When Hitler ran amok with his patriotic rage in 1933, the asylum opened all its cells and released the inmates into our town. From the Mayor on down to the lowliest Town Clerk, from the Pastor on down to the smallest altar boy, everybody was caught up in the crazed St. Vitus dance. A few normal types unaffected by the epidemic were taken into custody. I read about this in my hometown paper. Every day a new miracle, every day some new recruit for the Party. Everywhere you looked, people were shucking off the old inner man and putting on the new outer man. To me, as I harkened here on Mallorca to the echo of my country’s self-debasement, the greatest miracle of all seemed to be that our town’s patron saint, the noble Irmgardis, Countess von Zütphen, Mistress of the Townships of Rees, Emmerich, Straelen, and Süchteln, was no longer performing miracles. According to legend, she lived in pious seclusion inside a hollow tree in a nearby forest among the deer and the owls, the otters and the squirrels. Once she was pursued by lascivious knights, and a single word from her mouth sufficed to make these libidinous barons’ castles suddenly go up in flames. Ten centuries later, as the walls of the towns under her blessed patronage echoed shouts of “Heil!” the saintly virgin’s word remained unspoken. Just one single word, I thought, and my home town would be reduced to a pile of ashes, Germany would reconsider, and a minor saint would have rescued the entire nation! But our little saint remained silent. She had no power over the Knights of the Crooked Cross.

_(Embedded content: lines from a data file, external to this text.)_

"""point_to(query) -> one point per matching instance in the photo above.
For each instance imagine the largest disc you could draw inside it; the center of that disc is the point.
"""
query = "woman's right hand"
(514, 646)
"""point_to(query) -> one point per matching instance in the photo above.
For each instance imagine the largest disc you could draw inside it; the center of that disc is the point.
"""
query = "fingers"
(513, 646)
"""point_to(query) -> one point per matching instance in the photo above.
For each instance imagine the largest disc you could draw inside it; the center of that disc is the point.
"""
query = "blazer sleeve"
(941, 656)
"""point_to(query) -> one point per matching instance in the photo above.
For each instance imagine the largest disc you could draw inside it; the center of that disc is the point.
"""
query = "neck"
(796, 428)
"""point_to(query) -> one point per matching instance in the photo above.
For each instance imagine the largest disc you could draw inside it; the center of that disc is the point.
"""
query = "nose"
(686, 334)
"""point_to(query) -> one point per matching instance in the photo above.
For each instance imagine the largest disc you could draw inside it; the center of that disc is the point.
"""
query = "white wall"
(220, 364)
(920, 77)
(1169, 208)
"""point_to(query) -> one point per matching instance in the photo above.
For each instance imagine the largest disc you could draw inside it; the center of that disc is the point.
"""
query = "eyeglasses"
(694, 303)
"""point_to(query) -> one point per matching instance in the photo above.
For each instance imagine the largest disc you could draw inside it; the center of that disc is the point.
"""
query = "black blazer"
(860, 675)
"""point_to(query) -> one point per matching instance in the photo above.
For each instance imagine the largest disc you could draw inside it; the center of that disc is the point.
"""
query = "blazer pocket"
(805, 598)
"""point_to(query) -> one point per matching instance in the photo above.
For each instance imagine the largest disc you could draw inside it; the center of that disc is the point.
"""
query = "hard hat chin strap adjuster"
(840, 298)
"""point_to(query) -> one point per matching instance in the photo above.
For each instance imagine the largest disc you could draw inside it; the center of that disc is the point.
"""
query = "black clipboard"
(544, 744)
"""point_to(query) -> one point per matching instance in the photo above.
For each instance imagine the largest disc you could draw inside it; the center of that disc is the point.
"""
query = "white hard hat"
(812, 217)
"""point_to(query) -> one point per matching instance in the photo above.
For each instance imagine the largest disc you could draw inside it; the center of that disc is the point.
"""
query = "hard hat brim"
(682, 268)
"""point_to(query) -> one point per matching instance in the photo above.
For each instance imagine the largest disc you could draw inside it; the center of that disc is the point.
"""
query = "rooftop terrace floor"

My homeland was now “coordinated.” Overnight, the Movement got moving, and the populace of my home town was scrambling all around. Everybody is familiar with the experiment: take a water glass and a handful of hay, place the mixture out in the sun until muck starts to form, and then put a drop of it under a microscope. You will witness a back-and-forth teeming of the organisms called “infusorians.” When an entire country begins to putrefy, it likewise gives rise to infusorians, the swarming animalcules of the Movement. But these are visible to the naked eye. When they scramble toward you, and you refuse to lift your arm, they reach out and strike you dead.